In marriage [and supposedly committed relationships – rbd], cognitive dissonance is the difference between how you would like to be and how you are. For instance, "I am loving, compassionate, supportive, sexy, etc. . . yet I am NOT these things with you."

This aspect of cognitive dissonance isn't bad; it can act as a motivation to be true to your deepest values, by making you behave in more loving and compassionate ways. Unfortunately, most people who divorce or go to marriage therapy choose to resolve their cognitive dissonance with something like this:

"Since I am unable to be my loving
and compassionate self with you,
you must be too selfish, insensitive,
withholding, demanding, emotional, rigid,
sick, or defective in some way."

This ill-fated resolution of cognitive dissonance only makes you both feel like victims and sends you searching online or in self-help aisles for a checklist that validates your suffering and a diagnosis that nails your partner.

Cognitive dissonance can undermine marriage (and marriage therapy) in sneaky ways, even when you are successful at getting what you want, namely, change in the other person.
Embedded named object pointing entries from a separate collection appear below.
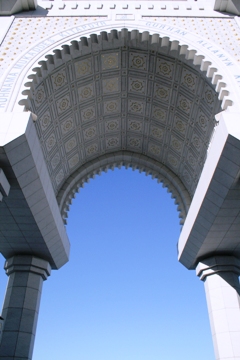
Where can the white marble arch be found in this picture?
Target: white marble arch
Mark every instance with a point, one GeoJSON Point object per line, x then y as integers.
{"type": "Point", "coordinates": [131, 44]}
{"type": "Point", "coordinates": [127, 97]}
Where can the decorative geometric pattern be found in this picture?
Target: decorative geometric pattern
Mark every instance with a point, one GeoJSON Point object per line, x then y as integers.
{"type": "Point", "coordinates": [88, 113]}
{"type": "Point", "coordinates": [63, 104]}
{"type": "Point", "coordinates": [71, 144]}
{"type": "Point", "coordinates": [85, 92]}
{"type": "Point", "coordinates": [135, 106]}
{"type": "Point", "coordinates": [110, 85]}
{"type": "Point", "coordinates": [112, 106]}
{"type": "Point", "coordinates": [59, 79]}
{"type": "Point", "coordinates": [67, 126]}
{"type": "Point", "coordinates": [83, 68]}
{"type": "Point", "coordinates": [137, 85]}
{"type": "Point", "coordinates": [165, 68]}
{"type": "Point", "coordinates": [127, 99]}
{"type": "Point", "coordinates": [138, 61]}
{"type": "Point", "coordinates": [109, 61]}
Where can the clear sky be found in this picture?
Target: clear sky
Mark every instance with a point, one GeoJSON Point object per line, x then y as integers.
{"type": "Point", "coordinates": [123, 295]}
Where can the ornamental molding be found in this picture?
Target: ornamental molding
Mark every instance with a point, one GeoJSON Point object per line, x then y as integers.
{"type": "Point", "coordinates": [15, 6]}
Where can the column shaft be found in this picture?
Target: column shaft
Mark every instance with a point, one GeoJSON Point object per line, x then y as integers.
{"type": "Point", "coordinates": [21, 306]}
{"type": "Point", "coordinates": [220, 276]}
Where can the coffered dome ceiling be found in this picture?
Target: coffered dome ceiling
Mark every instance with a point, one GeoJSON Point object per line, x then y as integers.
{"type": "Point", "coordinates": [105, 102]}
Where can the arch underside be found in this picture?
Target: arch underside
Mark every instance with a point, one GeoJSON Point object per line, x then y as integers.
{"type": "Point", "coordinates": [110, 101]}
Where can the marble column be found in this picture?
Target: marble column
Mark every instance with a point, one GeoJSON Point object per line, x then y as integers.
{"type": "Point", "coordinates": [221, 279]}
{"type": "Point", "coordinates": [21, 305]}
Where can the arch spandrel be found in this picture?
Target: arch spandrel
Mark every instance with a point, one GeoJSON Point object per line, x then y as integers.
{"type": "Point", "coordinates": [126, 95]}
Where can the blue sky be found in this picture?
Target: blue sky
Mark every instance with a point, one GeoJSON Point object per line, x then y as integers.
{"type": "Point", "coordinates": [123, 295]}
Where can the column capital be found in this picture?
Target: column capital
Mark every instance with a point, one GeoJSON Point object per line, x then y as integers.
{"type": "Point", "coordinates": [28, 263]}
{"type": "Point", "coordinates": [217, 264]}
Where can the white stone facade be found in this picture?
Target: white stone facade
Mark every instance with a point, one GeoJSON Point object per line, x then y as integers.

If you do get what you want by changing your partner, your own self-concept is reduced to:

"I am loving, compassionate, supportive, etc. . .
as long as you do what I want."

Do you really want this on your tombstone?:
"As long as I got what I wanted,
I was great to the people I love.”

The irony is that the last thing you need is an externally regulated self concept, i.e., one determined not by your own behavior but by
what your partner does for you.
Externally regulated, your sense of self becomes totally dependent on your partner, not just for consistently doing what you want but for doing it with love and joy in his/her heart, since resentful submission is far from satisfying. Externally regulated, self-concept needs more and more validation, if not submission, from the partner to stay afloat. This sends satisfaction on a downward spiral as it necessarily destabilizes both the sense
of self and the relationship.

Successful relationships are not about getting your partner to do what you want; it's about being who you are, i.e., behaving according to your deepest values. For most people, this means being loving and compassionate to the people they love.

Happily, you have the best chance of getting your partner to do what you want by being who you are.

Consider the effects of positive reciprocity and negative reactivity [within a relationship – rbd]. Which of the following is more likely to inspire cooperation?
1. Approaching your spouse/partner as your authentic, loving and
   compassionate self.
2. Approaching your spouse/partner with entitlement and demands
   (even if couched in the rehearsed language of "behavior requests")?

Marriage (and marriage therapy) run into a brick wall of cognitive dissonance when they focus on "getting your needs met," or "getting the love you want." They are more likely to have lasting success with a focus on each of you being the partner you most want to be.